Maternal and neonatal morbidity by differing LGA definitions overall
Overall, there were 37,843 (34.3%) deliveries complicated by 1 or more maternal delivery complications (severe perineal or cervical laceration, shoulder dystocia, cesarean delivery, or postpartum hemorrhage), 24,364 (22.1%) deliveries with 1 or more neonatal complications (hypoglycemia, respiratory problems, jaundice, low Apgar, NICU admission, or perinatal mortality), resulting in a total of 51,105 (46.3%) deliveries having at least 1 complication. In comparison to LGA Pop , customized LGA (any method) identified births with generally higher rates (PPV) and odds of severe perineal and cervical lacerations, cesarean delivery, and shoulder dystocia, yet the sensitivity and c-statistic for these outcomes was overall similar across LGA methods and was generally lowest in LGA Gard ( Table 4 ). Differences in the rates and odds of neonatal morbidities were more attenuated, compared to maternal morbidities, among custom LGA definitions vs LGA Pop , with similar or greater PPV using custom methods, but often lower sensitivity than LGA Pop ( Table 5 ).
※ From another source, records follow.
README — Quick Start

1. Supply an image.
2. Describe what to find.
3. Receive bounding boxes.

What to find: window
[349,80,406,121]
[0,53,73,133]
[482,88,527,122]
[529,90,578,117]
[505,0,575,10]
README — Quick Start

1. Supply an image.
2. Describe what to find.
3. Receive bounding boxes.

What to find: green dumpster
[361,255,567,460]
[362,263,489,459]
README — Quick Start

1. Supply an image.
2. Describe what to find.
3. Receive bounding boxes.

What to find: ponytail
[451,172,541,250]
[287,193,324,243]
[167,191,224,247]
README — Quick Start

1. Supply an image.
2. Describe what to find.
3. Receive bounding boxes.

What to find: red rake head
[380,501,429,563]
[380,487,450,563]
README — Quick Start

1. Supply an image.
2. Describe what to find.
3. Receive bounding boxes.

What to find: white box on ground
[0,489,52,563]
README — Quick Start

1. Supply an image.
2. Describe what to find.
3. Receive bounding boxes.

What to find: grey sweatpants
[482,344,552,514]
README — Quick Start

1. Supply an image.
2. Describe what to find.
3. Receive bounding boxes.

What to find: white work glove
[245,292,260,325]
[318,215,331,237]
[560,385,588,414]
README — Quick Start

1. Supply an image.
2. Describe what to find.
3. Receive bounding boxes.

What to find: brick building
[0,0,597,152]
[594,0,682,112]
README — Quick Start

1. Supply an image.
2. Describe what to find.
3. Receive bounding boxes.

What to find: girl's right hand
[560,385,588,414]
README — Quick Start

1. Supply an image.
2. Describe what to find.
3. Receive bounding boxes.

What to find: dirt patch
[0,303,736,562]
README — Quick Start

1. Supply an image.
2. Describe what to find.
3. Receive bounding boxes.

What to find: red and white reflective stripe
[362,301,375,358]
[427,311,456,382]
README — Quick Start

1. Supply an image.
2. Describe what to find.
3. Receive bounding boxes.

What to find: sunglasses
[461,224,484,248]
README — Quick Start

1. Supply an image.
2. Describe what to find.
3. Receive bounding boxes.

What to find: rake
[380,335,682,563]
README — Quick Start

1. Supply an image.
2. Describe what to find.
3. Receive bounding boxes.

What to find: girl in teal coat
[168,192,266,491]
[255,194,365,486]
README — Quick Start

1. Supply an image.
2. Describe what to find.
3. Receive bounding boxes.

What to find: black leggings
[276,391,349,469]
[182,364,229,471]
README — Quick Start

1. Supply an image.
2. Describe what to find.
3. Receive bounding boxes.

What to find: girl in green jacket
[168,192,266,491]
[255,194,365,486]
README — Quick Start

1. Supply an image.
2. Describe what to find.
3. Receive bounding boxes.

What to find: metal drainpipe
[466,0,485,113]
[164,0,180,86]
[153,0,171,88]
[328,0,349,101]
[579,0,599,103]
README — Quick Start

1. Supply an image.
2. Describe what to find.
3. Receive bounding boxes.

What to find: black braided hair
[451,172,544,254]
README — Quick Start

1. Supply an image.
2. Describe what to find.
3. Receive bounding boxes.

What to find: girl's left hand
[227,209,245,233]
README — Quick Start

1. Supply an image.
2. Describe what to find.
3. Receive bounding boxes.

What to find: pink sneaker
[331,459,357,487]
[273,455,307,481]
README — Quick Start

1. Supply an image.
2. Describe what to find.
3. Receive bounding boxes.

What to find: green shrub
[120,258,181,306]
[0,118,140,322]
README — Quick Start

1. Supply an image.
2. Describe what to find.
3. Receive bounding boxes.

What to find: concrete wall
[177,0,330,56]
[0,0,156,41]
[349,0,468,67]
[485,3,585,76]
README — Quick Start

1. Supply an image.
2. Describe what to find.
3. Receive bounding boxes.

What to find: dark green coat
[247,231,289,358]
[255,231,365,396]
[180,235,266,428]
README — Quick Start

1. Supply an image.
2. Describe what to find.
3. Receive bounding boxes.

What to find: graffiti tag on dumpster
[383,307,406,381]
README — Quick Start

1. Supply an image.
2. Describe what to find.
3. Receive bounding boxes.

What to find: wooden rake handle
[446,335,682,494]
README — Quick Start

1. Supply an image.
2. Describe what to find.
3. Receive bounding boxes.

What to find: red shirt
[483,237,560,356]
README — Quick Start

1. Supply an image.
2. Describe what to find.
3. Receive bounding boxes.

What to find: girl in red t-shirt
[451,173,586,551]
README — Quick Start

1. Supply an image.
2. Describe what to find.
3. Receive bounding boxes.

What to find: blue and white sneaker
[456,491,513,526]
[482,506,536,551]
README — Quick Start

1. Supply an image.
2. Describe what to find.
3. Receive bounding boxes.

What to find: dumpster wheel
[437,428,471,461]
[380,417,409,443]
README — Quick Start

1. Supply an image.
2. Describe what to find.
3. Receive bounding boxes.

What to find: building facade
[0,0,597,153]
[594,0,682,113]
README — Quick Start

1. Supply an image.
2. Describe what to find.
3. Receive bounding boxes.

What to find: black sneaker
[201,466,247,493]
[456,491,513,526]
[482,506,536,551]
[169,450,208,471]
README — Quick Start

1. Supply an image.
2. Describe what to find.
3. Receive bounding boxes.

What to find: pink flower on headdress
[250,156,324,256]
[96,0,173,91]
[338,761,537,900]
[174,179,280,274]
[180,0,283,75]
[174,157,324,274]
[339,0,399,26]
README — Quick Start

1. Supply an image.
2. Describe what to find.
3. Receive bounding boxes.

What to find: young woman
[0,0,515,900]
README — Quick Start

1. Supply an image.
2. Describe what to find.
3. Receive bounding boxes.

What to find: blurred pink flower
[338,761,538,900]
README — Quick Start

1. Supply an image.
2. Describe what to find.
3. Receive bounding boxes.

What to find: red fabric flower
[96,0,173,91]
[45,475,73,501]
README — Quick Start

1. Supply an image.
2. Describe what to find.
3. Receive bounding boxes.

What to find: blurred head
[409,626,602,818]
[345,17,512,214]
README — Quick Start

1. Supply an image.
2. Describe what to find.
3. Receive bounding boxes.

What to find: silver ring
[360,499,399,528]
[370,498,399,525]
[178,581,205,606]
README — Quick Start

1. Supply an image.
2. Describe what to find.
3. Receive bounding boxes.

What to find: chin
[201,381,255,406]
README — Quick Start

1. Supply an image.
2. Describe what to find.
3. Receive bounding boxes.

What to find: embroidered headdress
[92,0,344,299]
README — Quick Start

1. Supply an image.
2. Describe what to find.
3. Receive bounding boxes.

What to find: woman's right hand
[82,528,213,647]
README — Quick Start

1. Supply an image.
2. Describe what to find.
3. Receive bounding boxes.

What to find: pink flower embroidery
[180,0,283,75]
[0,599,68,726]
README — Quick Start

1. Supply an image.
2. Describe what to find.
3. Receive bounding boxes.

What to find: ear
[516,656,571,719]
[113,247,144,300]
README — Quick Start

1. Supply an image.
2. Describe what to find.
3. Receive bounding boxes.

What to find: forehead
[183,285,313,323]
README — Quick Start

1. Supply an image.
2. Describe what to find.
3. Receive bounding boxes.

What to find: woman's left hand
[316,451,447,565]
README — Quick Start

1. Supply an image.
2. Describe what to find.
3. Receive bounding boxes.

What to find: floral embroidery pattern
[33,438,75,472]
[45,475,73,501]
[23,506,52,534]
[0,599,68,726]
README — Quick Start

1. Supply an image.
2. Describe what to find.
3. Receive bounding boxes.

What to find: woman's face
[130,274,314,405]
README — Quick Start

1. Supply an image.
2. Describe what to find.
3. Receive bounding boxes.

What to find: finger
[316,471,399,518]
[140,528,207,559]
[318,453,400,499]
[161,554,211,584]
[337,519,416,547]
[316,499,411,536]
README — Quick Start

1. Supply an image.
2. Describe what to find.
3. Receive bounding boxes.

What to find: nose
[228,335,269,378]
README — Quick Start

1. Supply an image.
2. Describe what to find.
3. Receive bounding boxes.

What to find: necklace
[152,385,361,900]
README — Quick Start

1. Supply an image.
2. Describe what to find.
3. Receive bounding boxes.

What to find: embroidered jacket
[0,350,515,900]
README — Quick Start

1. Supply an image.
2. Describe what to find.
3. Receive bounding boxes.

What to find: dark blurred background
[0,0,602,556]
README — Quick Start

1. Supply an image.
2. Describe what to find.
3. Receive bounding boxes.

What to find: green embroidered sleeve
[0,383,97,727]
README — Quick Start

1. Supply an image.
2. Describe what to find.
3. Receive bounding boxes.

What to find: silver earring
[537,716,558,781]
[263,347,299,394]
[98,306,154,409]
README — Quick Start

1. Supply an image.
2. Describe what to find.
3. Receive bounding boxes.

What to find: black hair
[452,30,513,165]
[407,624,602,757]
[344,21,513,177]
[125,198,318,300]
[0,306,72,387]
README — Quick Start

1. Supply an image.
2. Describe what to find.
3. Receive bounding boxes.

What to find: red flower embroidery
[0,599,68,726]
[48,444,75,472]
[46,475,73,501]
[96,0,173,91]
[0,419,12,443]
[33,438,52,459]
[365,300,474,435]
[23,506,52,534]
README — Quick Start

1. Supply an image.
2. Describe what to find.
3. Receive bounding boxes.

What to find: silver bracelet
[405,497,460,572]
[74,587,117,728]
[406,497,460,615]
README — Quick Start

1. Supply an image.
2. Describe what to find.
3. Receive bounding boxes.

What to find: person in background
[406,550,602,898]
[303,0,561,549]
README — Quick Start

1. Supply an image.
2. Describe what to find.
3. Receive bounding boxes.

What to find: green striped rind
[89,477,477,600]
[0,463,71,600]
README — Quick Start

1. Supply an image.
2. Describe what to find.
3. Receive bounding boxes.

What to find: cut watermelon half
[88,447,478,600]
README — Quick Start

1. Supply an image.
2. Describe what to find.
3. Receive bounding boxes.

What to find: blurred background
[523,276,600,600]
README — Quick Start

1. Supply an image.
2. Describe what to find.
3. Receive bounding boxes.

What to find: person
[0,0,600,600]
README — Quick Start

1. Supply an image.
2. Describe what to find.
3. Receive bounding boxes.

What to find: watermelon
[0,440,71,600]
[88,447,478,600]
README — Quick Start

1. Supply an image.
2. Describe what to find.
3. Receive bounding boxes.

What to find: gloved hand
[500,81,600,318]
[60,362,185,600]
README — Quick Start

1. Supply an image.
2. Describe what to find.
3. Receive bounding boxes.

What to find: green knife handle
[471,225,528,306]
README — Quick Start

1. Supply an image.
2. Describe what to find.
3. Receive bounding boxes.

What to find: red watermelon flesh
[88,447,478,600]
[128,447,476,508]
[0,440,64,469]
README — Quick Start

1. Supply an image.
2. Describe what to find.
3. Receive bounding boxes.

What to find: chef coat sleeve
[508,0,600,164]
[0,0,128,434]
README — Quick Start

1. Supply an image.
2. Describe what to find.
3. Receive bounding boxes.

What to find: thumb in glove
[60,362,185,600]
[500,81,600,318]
However, all of the customized definitions of LGA detected a slightly higher rate of perinatal mortality compared with LGA Pop , as seen by increased PPV with odds ratio point estimates about 30% greater in LGA Gard and LGA CSLcust than LGA Pop . Yet, the odds of mortality among LGA by any definition was statistically nonsignificant (95% confidence intervals all including 1.0).